U.S. consumer sentiment dropped in October to its lowest level since the end of last year as consumers worried Congressional dysfunction and the resulting partial federal government shutdown would hurt growth, a survey released on Friday showed.

The Thomson Reuters/University of Michigan's final reading on the overall index on consumer sentiment fell to 73.2 in October from 77.5 in September and was the lowest final reading since December 2012.

The October figure was lower than both the 75.0 forecast by economists in a Reuters poll and the mid-month preliminary reading of 75.2.

The federal government shut down for 16 days in the first half of October as Congressional Republicans sought to undermine President Barack Obama's signature health care law as a condition of funding the government.

The government also came close to breaching its borrowing limit, which compounded the crisis and could have pushed the country closer to a historic debt default.

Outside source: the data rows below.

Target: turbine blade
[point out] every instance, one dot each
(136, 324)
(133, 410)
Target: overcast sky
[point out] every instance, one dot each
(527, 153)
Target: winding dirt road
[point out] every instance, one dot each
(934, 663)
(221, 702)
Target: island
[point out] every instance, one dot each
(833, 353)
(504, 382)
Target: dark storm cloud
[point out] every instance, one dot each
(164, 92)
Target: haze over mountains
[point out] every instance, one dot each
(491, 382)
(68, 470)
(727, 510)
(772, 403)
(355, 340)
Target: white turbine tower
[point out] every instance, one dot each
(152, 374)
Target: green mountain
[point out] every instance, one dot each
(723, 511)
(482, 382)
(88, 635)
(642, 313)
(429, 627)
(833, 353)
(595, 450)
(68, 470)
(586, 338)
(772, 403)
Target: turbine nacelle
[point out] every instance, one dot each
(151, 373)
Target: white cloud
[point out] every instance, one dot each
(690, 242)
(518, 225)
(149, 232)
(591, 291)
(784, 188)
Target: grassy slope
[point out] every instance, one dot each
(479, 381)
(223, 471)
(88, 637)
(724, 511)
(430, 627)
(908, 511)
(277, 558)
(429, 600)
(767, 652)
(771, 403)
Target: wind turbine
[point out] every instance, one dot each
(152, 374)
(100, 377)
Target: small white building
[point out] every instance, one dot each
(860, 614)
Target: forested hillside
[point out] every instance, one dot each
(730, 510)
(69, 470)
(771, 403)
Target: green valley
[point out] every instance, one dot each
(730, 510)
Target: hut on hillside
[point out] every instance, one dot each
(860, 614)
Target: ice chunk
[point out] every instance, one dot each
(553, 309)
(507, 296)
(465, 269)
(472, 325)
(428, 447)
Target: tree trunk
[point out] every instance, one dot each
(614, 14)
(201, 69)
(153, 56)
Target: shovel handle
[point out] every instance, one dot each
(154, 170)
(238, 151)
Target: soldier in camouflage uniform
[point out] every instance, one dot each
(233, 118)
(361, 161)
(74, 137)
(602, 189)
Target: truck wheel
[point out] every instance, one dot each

While a last-minute agreement averted that outcome by raising the debt ceiling until early next year, rating agency Fitch warned it could still cut the U.S. sovereign credit rating because of the political brinkmanship.

"When asked to describe in their own words what they had heard about recent economic developments, the number of consumers that negatively mentioned the federal government in October was the highest in the more than half-century history of the surveys," survey director Richard Curtin said in a statement.

Other gauges also hit multi-month lows. The index of consumer expectations, at 62.5, hit its lowest since November 2011, and the index of current conditions, at 89.9, hit its lowest since April.

The Congressional impasse likely affected growth in the quarter, with Standard & Poor's estimating the shutdown took $24 billion out of the world's biggest economy.

The one-year inflation expectation fell to 3.0 percent from 3.3 percent while the five-to-10-year inflation outlook edged down to 2.8 percent from 3.0 percent.